L’article L. 441-6 du Code de commerce oblige les entreprises à préciser dans leurs conditions générales de vente (si tant est qu’elles en ont établi) les conditions d’application et le taux des pénalités dues par leurs clients en cas de retard de paiement.
À noter
tout manquement à cette obligation expose les entreprises à une amende pouvant atteindre 15 000 € (75 000 € pour une société).
Dans une décision du 3 mars 2009, la Cour de cassation a toutefois précisé que les pénalités de retard sont dues même lorsqu’elles ne sont pas prévues dans les conditions générales de vente.

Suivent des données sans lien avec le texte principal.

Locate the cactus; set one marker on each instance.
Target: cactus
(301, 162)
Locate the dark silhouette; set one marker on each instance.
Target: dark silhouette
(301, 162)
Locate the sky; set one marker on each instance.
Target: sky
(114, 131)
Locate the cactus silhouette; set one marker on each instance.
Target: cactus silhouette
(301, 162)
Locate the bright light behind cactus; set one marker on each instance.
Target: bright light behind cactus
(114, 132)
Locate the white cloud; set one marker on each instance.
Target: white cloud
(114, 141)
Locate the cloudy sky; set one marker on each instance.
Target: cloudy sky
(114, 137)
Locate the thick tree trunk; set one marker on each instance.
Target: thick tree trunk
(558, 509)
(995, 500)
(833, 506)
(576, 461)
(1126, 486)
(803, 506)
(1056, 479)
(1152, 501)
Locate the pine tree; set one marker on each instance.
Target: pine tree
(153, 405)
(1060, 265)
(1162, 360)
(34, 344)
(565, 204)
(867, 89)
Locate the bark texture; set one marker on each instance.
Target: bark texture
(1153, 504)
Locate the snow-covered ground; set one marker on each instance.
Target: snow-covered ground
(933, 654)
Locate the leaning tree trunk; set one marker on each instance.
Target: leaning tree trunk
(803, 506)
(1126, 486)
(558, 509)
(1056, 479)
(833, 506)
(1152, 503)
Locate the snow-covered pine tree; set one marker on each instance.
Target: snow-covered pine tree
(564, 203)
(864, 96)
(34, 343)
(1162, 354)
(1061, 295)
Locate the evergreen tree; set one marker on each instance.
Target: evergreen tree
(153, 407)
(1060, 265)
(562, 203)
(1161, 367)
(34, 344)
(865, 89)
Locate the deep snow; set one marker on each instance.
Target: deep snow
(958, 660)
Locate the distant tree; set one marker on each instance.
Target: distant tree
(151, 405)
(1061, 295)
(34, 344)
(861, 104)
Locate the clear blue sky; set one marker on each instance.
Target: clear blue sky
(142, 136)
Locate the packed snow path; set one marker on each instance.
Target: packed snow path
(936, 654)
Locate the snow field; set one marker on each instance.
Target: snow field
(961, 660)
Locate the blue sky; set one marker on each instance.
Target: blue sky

Un fournisseur qui a omis de mentionner, dans ses conditions générales de vente, les conditions d’application et le taux des pénalités de retard ne perd donc pas le droit de les réclamer à son client (à un taux supplétif fixé par la loi).
Attention
ce fournisseur s’expose néanmoins à l’amende de 15 000 € (ou 75 000 €) prévue en cas de non-indication des pénalités de retard dans les conditions générales de vente. À lui donc de mesurer si le montant des pénalités de retard dues par son client est suffisamment important pour prendre un tel risque !
L’exigibilité des pénalités de retard
L’article L. 441-6 du Code de commerce précise que les pénalités de retard sont exigibles sans qu’un rappel soit nécessaire.
En cas de retard de paiement, le fournisseur n’a donc pas besoin d’adresser une mise en demeure à son client pour faire courir les pénalités de retard, car celles-ci courent automatiquement dès le jour suivant la date de règlement mentionnée sur la facture ou, à défaut de mention d’une date de règlement sur la facture, dès le 31e jour suivant la date de réception de la marchandise ou d’exécution de la prestation.
Rappelons que depuis la loi de modernisation de l’économie du 4 août 2008 (dite loi LME), la date de règlement figurant sur la facture ne peut excéder un délai plafond de 45 jours fin de mois ou 60 jours nets à compter de la date de facture. Le règlement devant intervenir au plus tard dans les 30 jours suivant la date de réception des marchandises ou de l’exécution de la prestation lorsque la facture ne prévoit pas de délai de paiement.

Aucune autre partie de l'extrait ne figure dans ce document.